Les discours sur l’appropriation culturelle suscitent parfois soupirs et haussements d’épaules ; ce n’est » qu’un » costume, » qu’un » bijou, » qu’une » coiffure que l’on porte sans mauvaises intentions… mais ce qui semble trivial aux uns peut être essentiel pour les autres. » On ne peut pas attendre du commun des mortels qu’il fasse des recherches circonstanciées avant de s’habiller pour un concert « , commente Bart Roman, cofondateur du festival belge WeCanDance, dont chaque édition s’articule autour d’un thème. Celui de l’été dernier, Desert Dreams, avait suscité chez certaines fashionistas des tweets du style » Cherche chemise à franges XXL pour #WCD17 « . » Nous n’obligeons pas les festivaliers à s’habiller en fonction du thème ni à porter des tenues traditionnelles, souligne l’organisateur. C’est plutôt une manière de stimuler leur créativité, en toute liberté. Cela dit, nous ne voulons pas non plus les juger : notre but est de leur permettre de passer un bon moment. » Même s’il n’est pas toujours possible de connaître la signification de chaque symbole, en avoir conscience et accepter que ce sens existe est un premier pas. » Rejeter les protestations sous prétexte que cela vous semble sans importance revient à dire que votre vision du monde prime sur celle des autres et qu’ils n’ont qu’à s’en accommoder « , conclut Maisha Z. Johnson.
De l’homme à la mascotte
» Il est question d’appropriation culturelle lorsqu’un élément est repris sans que sa valeur soit comprise, respectée et rendue accessible « , argue quant à elle l’anthropologue néerlandaise Malika Ouacha. Elle souligne que l’on dévalorise ainsi non seulement les produits mais toute la civilisation dont ils sont issus : » Il est insultant de réduire un peuple aux composantes que nous percevons comme esthétiques : il est question ici d’une culture vivante. » Sa consoeur américaine Adrienne Keene, d’origine cherokee, a elle aussi déjà soulevé ce problème à plusieurs reprises sur son blog Native Appropriations : » Pendant des années, je me suis sentie invisible parce que mes camarades de classe ou mes collègues ne connaissaient des Amérindiens que des stéréotypes complètement erronés.

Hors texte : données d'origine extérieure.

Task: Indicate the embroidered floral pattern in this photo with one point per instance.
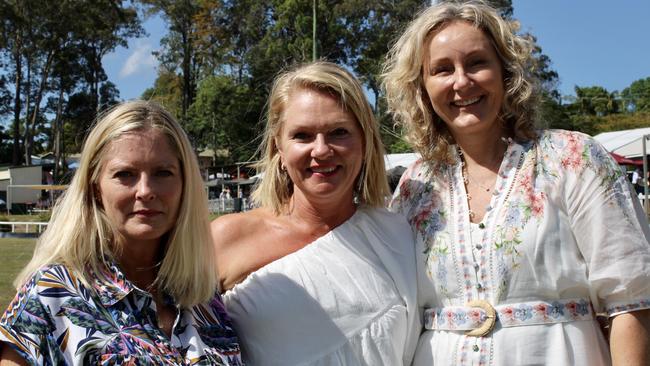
(55, 319)
(553, 200)
(528, 313)
(428, 218)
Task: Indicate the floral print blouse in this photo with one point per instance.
(56, 320)
(562, 226)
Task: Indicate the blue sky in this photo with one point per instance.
(590, 42)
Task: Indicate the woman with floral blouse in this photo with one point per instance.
(524, 234)
(124, 274)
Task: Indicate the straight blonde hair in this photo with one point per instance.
(81, 237)
(276, 188)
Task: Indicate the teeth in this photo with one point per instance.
(323, 170)
(463, 103)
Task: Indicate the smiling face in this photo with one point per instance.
(321, 146)
(140, 185)
(463, 78)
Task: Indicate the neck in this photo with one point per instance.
(140, 262)
(485, 151)
(319, 218)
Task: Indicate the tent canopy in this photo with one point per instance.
(627, 143)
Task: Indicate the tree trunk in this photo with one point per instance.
(15, 160)
(29, 137)
(186, 73)
(28, 93)
(56, 135)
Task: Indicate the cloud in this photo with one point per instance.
(140, 59)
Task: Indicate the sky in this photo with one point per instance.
(590, 43)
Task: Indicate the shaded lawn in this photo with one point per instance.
(15, 254)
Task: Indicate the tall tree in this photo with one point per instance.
(106, 24)
(179, 45)
(636, 97)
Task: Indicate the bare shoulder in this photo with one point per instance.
(236, 239)
(231, 229)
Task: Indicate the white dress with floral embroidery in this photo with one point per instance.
(562, 224)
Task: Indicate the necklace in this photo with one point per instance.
(467, 177)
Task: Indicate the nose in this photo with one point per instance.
(461, 80)
(145, 188)
(321, 148)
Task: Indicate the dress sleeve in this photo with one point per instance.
(26, 325)
(610, 228)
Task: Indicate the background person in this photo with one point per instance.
(539, 227)
(124, 272)
(320, 279)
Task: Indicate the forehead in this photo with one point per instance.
(310, 107)
(457, 38)
(147, 145)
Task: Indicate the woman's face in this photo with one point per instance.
(463, 78)
(321, 146)
(140, 185)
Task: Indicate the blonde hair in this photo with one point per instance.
(276, 188)
(403, 82)
(80, 236)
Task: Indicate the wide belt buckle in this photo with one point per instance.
(490, 320)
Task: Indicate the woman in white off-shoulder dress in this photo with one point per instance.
(320, 274)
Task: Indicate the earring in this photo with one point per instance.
(358, 191)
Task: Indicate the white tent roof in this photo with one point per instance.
(627, 143)
(395, 160)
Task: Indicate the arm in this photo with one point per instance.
(630, 338)
(9, 357)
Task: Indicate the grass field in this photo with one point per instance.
(15, 253)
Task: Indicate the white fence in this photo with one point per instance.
(227, 205)
(40, 226)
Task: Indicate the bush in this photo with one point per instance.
(44, 216)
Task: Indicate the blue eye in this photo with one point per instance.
(164, 173)
(300, 136)
(441, 70)
(123, 174)
(339, 132)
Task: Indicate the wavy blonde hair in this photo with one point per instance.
(403, 82)
(276, 188)
(80, 235)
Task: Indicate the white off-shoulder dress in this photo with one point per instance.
(348, 298)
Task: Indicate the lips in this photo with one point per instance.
(323, 170)
(466, 102)
(146, 213)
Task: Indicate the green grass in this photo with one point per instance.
(15, 254)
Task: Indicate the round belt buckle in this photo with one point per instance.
(490, 320)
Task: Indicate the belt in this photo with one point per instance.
(478, 317)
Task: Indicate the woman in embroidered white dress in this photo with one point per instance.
(321, 277)
(523, 234)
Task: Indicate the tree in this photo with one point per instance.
(596, 101)
(217, 121)
(179, 46)
(636, 97)
(167, 90)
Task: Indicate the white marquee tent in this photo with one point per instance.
(627, 143)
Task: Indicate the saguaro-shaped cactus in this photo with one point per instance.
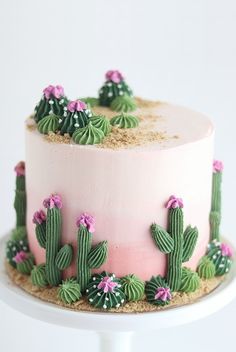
(177, 243)
(215, 215)
(88, 257)
(20, 194)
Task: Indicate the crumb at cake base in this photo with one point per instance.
(50, 295)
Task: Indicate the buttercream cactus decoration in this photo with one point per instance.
(221, 256)
(88, 257)
(48, 234)
(76, 115)
(52, 103)
(176, 243)
(115, 86)
(20, 195)
(105, 291)
(215, 214)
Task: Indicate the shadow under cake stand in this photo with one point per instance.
(115, 329)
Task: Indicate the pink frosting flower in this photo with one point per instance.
(114, 76)
(163, 294)
(107, 285)
(174, 203)
(54, 201)
(53, 92)
(226, 250)
(39, 217)
(217, 166)
(20, 257)
(87, 221)
(76, 105)
(20, 169)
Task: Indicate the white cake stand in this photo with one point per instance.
(115, 330)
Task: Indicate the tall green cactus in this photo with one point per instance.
(20, 195)
(215, 214)
(88, 257)
(176, 243)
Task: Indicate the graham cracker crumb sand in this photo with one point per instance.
(50, 295)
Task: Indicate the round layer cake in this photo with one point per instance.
(124, 183)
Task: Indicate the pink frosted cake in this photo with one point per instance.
(122, 202)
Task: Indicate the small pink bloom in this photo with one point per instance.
(107, 285)
(53, 202)
(217, 166)
(174, 203)
(20, 169)
(53, 92)
(39, 217)
(76, 105)
(20, 257)
(226, 250)
(114, 76)
(163, 294)
(87, 221)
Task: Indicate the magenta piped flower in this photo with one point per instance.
(53, 202)
(20, 169)
(87, 221)
(163, 294)
(174, 203)
(114, 76)
(53, 92)
(76, 105)
(107, 285)
(39, 217)
(226, 250)
(218, 166)
(20, 257)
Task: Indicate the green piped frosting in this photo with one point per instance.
(106, 300)
(206, 268)
(133, 287)
(64, 257)
(38, 276)
(88, 135)
(48, 124)
(102, 123)
(124, 103)
(190, 280)
(125, 121)
(151, 290)
(69, 291)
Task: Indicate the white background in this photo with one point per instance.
(183, 51)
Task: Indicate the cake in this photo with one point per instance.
(118, 205)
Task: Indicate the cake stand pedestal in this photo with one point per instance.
(114, 329)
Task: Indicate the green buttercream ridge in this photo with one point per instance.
(99, 299)
(190, 280)
(125, 121)
(88, 135)
(206, 268)
(123, 104)
(38, 276)
(151, 289)
(133, 287)
(48, 124)
(69, 291)
(102, 123)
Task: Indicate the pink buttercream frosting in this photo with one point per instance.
(53, 92)
(87, 221)
(107, 285)
(54, 201)
(76, 105)
(163, 294)
(20, 169)
(174, 202)
(114, 76)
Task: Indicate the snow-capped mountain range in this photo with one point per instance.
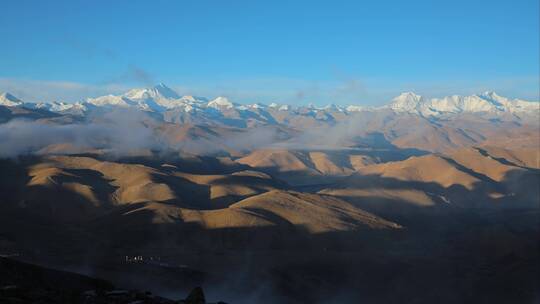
(162, 99)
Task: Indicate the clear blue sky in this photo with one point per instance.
(323, 52)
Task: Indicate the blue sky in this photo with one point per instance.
(344, 52)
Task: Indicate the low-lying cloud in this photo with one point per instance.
(118, 132)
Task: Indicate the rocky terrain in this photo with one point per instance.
(420, 201)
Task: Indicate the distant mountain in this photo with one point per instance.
(172, 107)
(488, 102)
(9, 100)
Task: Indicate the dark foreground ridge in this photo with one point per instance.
(26, 283)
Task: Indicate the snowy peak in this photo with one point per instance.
(406, 102)
(6, 99)
(159, 91)
(221, 103)
(487, 102)
(164, 91)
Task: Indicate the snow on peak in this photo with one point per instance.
(406, 102)
(487, 102)
(220, 102)
(159, 91)
(6, 99)
(353, 108)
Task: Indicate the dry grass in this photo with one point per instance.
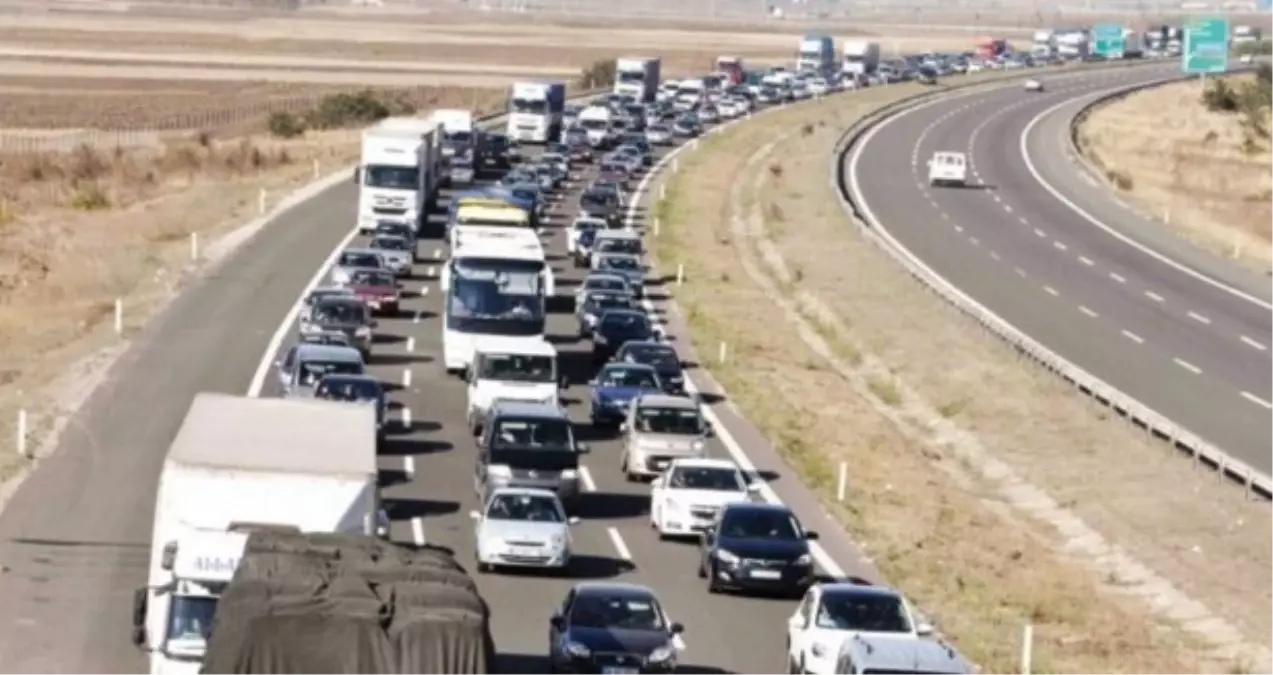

Il existe aux Etats-Unis 566 peuples amérindiens qui ont chacun leurs coutumes et leurs traditions, mais nous continuons à être réduits à cette mascotte unidimensionnelle figée dans le temps avec sa coiffe à plumes… ou, pire, comme une race exotique qui occupait autrefois le continent américain mais a aujourd’hui disparu et, à plus forte raison, a cessé de se battre pour ses droits et pour sa terre. »
S’il est évident que l’appropriation culturelle a un lourd impact émotionnel et moral, sa définition exacte comporte encore bien des zones grises. Peut-on porter un authentique kimono japonais par-dessus un jeans ? Rapporter de voyage un bracelet indien ? Se faire fabriquer une robe avec un tissu africain acheté dans une boutique de Matonge, le quartier » black » de Bruxelles ? Il n’existe pas de règles, mais un aspect crucial est de savoir qui, à la fin, tire parti des vêtements et accessoires (susceptibles d’être) controversés. » La question de la production est une notion centrale mais, à mon sens, trop peu abordée dans toute cette discussion, développe Emmanuelle Dirix. Où le produit a-t-il été fabriqué ? Qui en récolte les bénéfices ? Si vous ne pouvez pas vous empêcher d’utiliser des symboles provenant d’une autre culture, veillez au moins à l’impliquer dans votre démarche et à lui permettre d’en retirer quelque chose. »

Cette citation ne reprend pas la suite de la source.